Disasters cut Lloyd’s profits
LONDON’S insurance market Lloyd’s paid out more than £2bn in global catastrophe claims in 2010, pushing its profit down 43 per cent to £2.2bn, it said yesterday.
It said the fall was to be expected in a year that saw net claims of £2.18bn and the third-highest level of catastrophe losses in 15 years apart from 2001’s 9/11 attacks and hurricane Katrina in 2005.
Lloyd’s chief executive Richard Ward said estimated losses relating to Japan’s earthquake and tsunami will only be released in May after it has received data from all its members on 20 April.
But finance director Luke Savage said Lloyd’s insurers had enough capital to withstand a $64bn (£40bn) Japanese quake loss – far above the $20-$30bn estimated cost of the disaster.

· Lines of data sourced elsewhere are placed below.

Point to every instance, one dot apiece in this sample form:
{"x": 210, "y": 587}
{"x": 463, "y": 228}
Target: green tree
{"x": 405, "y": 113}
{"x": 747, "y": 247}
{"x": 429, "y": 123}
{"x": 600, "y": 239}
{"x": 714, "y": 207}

Ward also hit back at no-win-no-fee car crash claims and welcomed government plans to reform the sector after revealing a £520m loss on underwriting in its UK motor division.
“What we have seen in the motor businesses in Lloyd’s is just a microcosm for what is happening across the UK. The increase in claims has caught all insurers unaware,” he said. Lloyd’s, home to 52 UK insurers, said it paid claims worth $1.3bn from last March’s earthquake in Chile; $600m from the quake to hit New Zealand last September; and $275m from the Queensland floods in Australia last December.
It also paid out $386m from the destruction of the Deepwater Horizon rig in the Gulf of Mexico but said it believes claims may reach $600m over time.
Lloyd’s wrote £22.6bn of gross premiums across more than 200 territories, up 2.9 per cent on 2009. Its combined ratio – a key measure of profitability – rose to 93.3 per cent from 86.1 per cent in 2009. Numbers under 100 mean the firm is operating profitably.